Americans’ incomes rose for the first time in eight years, according to a new report from the U.S. Census Bureau. Specifically, real (inflation-adjusted) median household income jumped by 5.2 percent to $56,516 in 2015, the first annual increase since 2007. The gains were broad last year as well, with incomes rising for basically every demographic group expect for individuals living outside of metropolitan areas. Adults ages 35 to 44, particularly female householders, experienced the largest boost to their incomes in 2015, and if you are under the age of 60, 2015 was (statistically) the best year for real median wage growth in your career.
As encouraging as this latest report is, there remains a lot of room left for improvement. For example, median household income in 2015 was still 1.6 percent lower than the median in 2007, the year before the most recent recession got fully underway, and 2.4 percent lower than the median household income peak that occurred in 1999. Further, it is worth remembering that these are just statistics, and therefore do not perfectly describe the unique experience of every individual. In fact, many Americans’ perceptions of the recovery are nowhere near as positive as what the Census Bureau’s data would suggest. General economic confidence, for instance, actually trended lower throughout 2015, according to Gallup, and has struggled to rebound this year.
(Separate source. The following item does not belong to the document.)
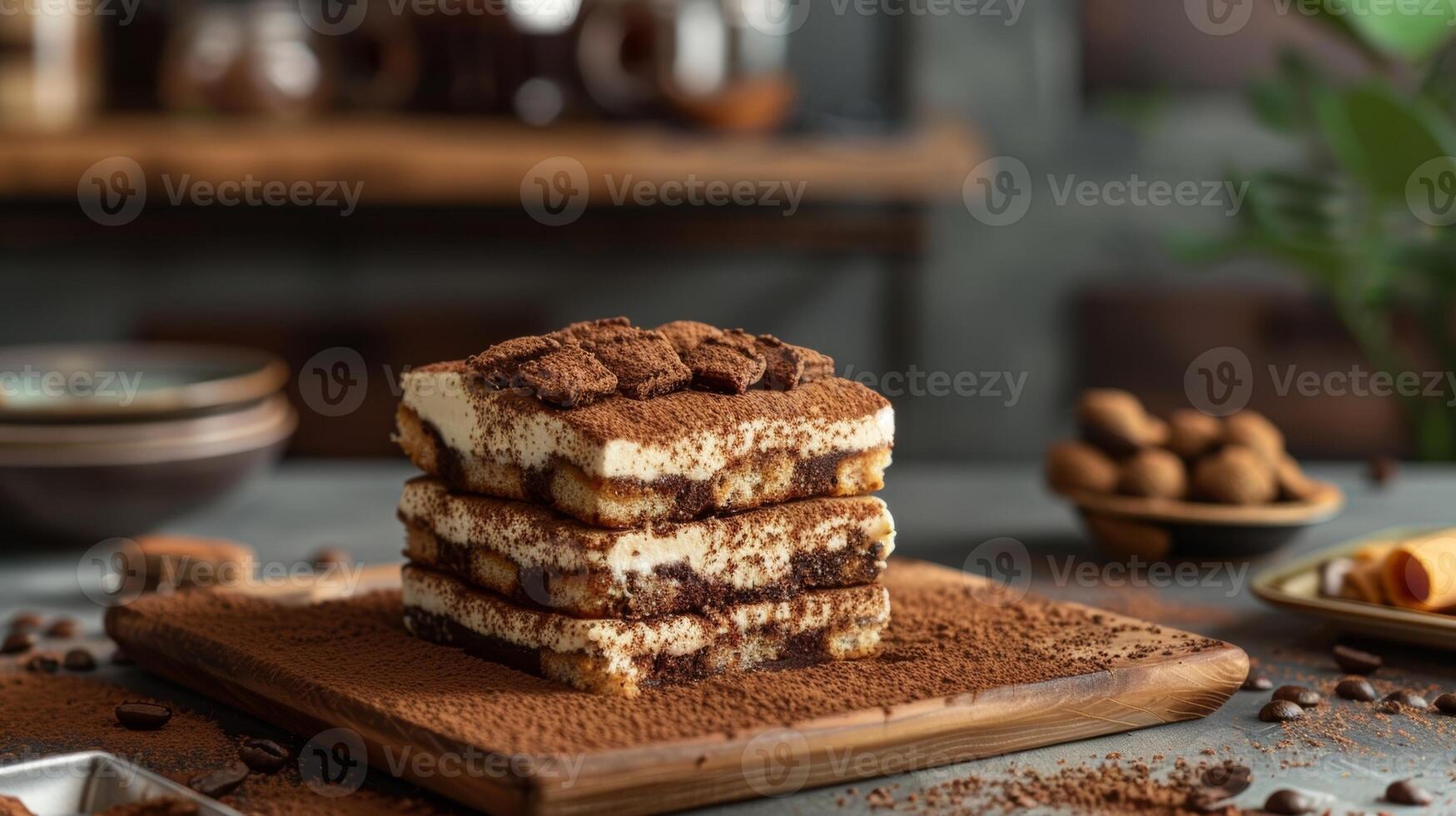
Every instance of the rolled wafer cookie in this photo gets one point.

Another new report from Gallup found that many surveyed U.S. workers remain worried about the possibility of job-related setbacks, e.g. benefits cuts (30%), lower wages (20%), being laid off (19%), and a reduction in hours (17%). Such concerns are well below the extremes seen during the “Great Recession” but still somewhat elevated compared to pre-crisis levels. It also appears that any near-term gains in median income have not yet translated into a significant improvement in Americans’ long-term financial outlook because a recent poll conducted by Fifth Third Private Bank found that nearly half of surveyed U.S. adults reported “serious concerns that they may outlive their money in retirement.”
Forty-three percent of respondents also said that they feel like managing their finances has gotten “more complex” over the past half a decade, and just one in 4 reported that they are currently more optimistic about their financial future than they were a year ago. Similarly, a new survey by Bankrate found that 70 percent of pre-retirees plan to work as long as possible in old age. A quarter of these respondents said that delaying their true retirement will be solely because they anticipate needing additional money to shore up their nest egg, something which we learned last month is often not an ideal situation to be in.